How human beings cope with extraordinary experience generally says more about their coping mechanisms than it does about the experience. Listening to art historical accounts of encounters with this portal is not unlike listening to reports of sightings of the Sasquatch. Studies of these sightings are interesting for the conflict that is always present between the believers and the scientists. The scientists, lacking the required proof of the existence of the Sasquatch within their own system - a carcass - and lacking a name to put to it - the thing is apparently neither human nor ape - declare the Sasquatch a mirage. At the same time the sighters, possessing adequate proof within their own system - shared experience in the form of previous accounts or stories - and possessing a name, continue, nevertheless, to sight it. Seekers for the spirit of the Middle Ages are, in many ways, like Sasquatch observers. They exhibit the same intense belief, unwavering loyalty, and compulsive behavior and they, too, lack proof. They are continually finding footprints and bits of fur and they return with the same blurry photographs. From these they happily draw elaborate and convincing conclusions while the Sasquatch itself withdraws into the shadowy forest.

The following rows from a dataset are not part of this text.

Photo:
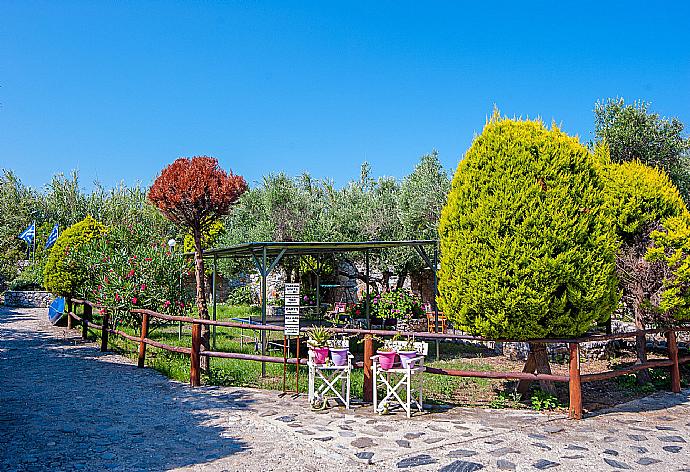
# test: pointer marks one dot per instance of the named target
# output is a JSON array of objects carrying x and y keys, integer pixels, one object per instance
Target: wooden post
[
  {"x": 575, "y": 386},
  {"x": 85, "y": 324},
  {"x": 142, "y": 344},
  {"x": 368, "y": 353},
  {"x": 673, "y": 355},
  {"x": 297, "y": 367},
  {"x": 104, "y": 331},
  {"x": 284, "y": 361},
  {"x": 69, "y": 313},
  {"x": 195, "y": 358}
]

This study of Moissac is, in some ways, no different. The stone is just as ruined, the context just as altered, the systems of beliefs just as disrupted as they are for any student of the place. What this study does, however, is to open up questions and possibilities by suggesting relationships and associations that cannot be proven and yet nevertheless have a life of their own. It suggests that the original force of the sculpture still remains and can be discovered. The monument escapes attempts at categorization and it is those escapes that are of methodological interest. Yet the art historian has to put aside previous assumptions in order to acknowledge, even in order to see, the possibilities inherent in this monument. This study builds upon and does not contradict previous studies; only by establishing a structure and categories can the escapes from the categories even appear. By opening a scholarly study on the web, it will experiment with ways of establishing a connection between the 20th century and the 12th.